You might not be familiar with the Fiat Linea, Renault Symbol and Peugeot 301, but in places like Turkey they’re big sellers.
These are all small, or smallish cars with boots rather than hatchbacks, and they sell against four door versions of models like the Ford Focus and Vauxhall Astra. In Britain cars like this were once common, but demand has shrunk to such an extent that neither Ford nor Vauxhall has bothered to flog them here for around a decade.
They’re existence elsewhere is a sign of the times. For many British buyers hatchbacks are the popular choice, but a recent holiday in Turkey has revealed buyers with different sets of priorities. This is a market that is conservative with a small C, so saloons are popular.
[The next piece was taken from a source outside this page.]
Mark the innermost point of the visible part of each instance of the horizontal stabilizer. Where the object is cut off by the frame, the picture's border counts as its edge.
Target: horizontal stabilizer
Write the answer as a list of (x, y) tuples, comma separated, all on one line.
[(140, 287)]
Turks would once have been given tired old models that had been pensioned off elsewhere, but with markets like Turkey, Brasil and India becoming ever more important, car makers are more than willing to re-package their modern mechanical bits to meet local tastes.
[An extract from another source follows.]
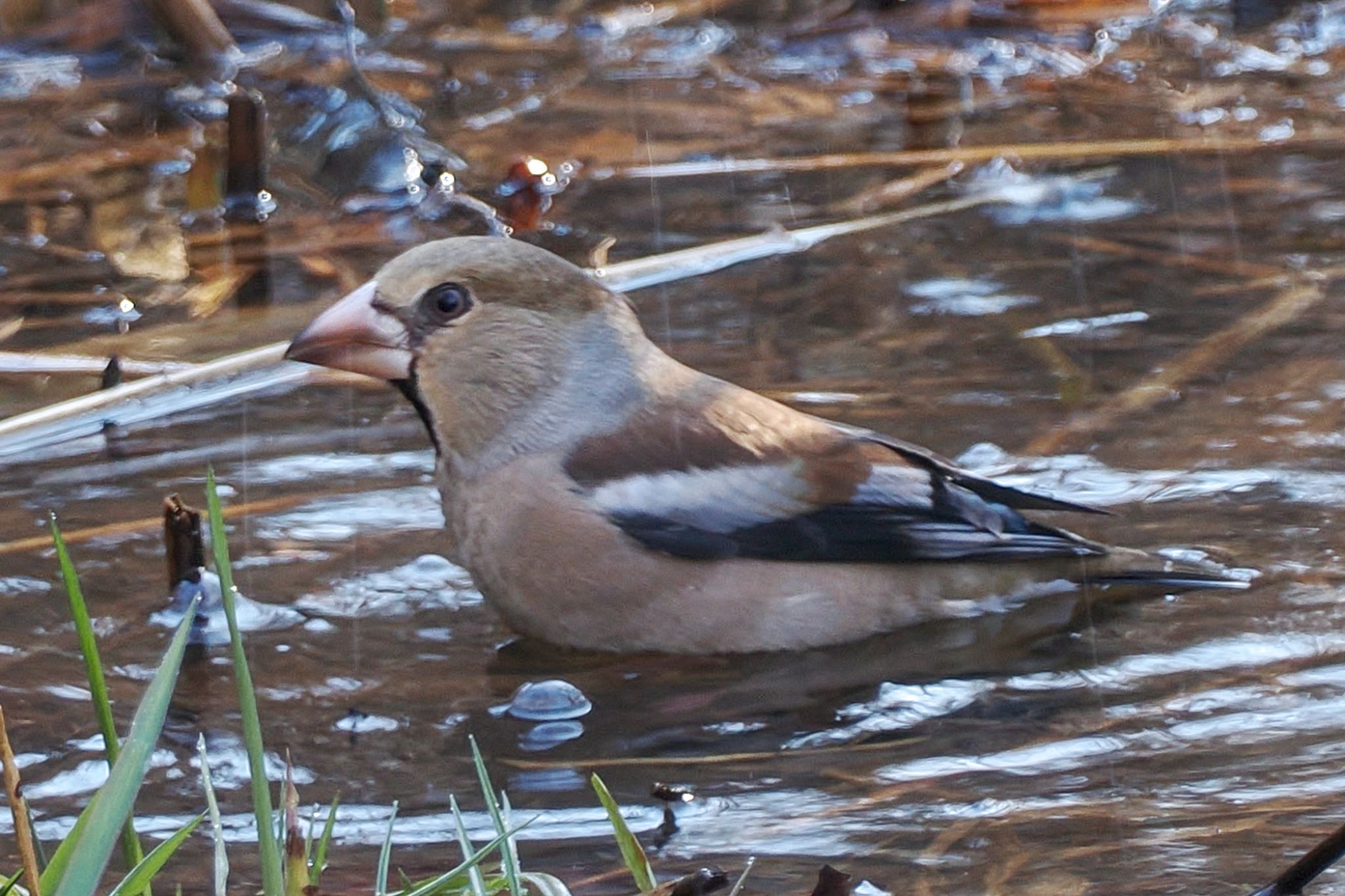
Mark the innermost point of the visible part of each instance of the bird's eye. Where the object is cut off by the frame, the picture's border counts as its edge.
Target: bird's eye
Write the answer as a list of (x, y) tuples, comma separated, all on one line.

Thus the outwardly bigger Fiat Linea is closely related to the Grande Punto, the sober Peugeot 301’s body is perched on a sub structure closely related to the decidedly left field Citroen Cactus. As for Renault’s Symbol, this is actually a lightly made over Dacia with a large, luggage carrying bussell.
This shared DNA gives these vehicles a slightly familiar look, although inevitably something that stars off resembling a car you see everyday here looks progressively odder around its derriere.
This is particularly true of the Astra and Focus, two thoroughly modern cars which to fresh eyes look big hipped with boots grafted on to their rears.
However, all this means that buyers in what were once considered emerging markets are also getting the safety and environmental paybacks of the latest car technologies, even if the cars themselves aren’t capable of swallowing small wardrobes. Until quite recently Fiat was quite happy to offer Turkish buyer re-worked versions of models like the 131 saloon, which started life in Europe forty years ago. Badged as the Dogan, there was an estate, but this model was, inevitably, most popular as a four door saloon.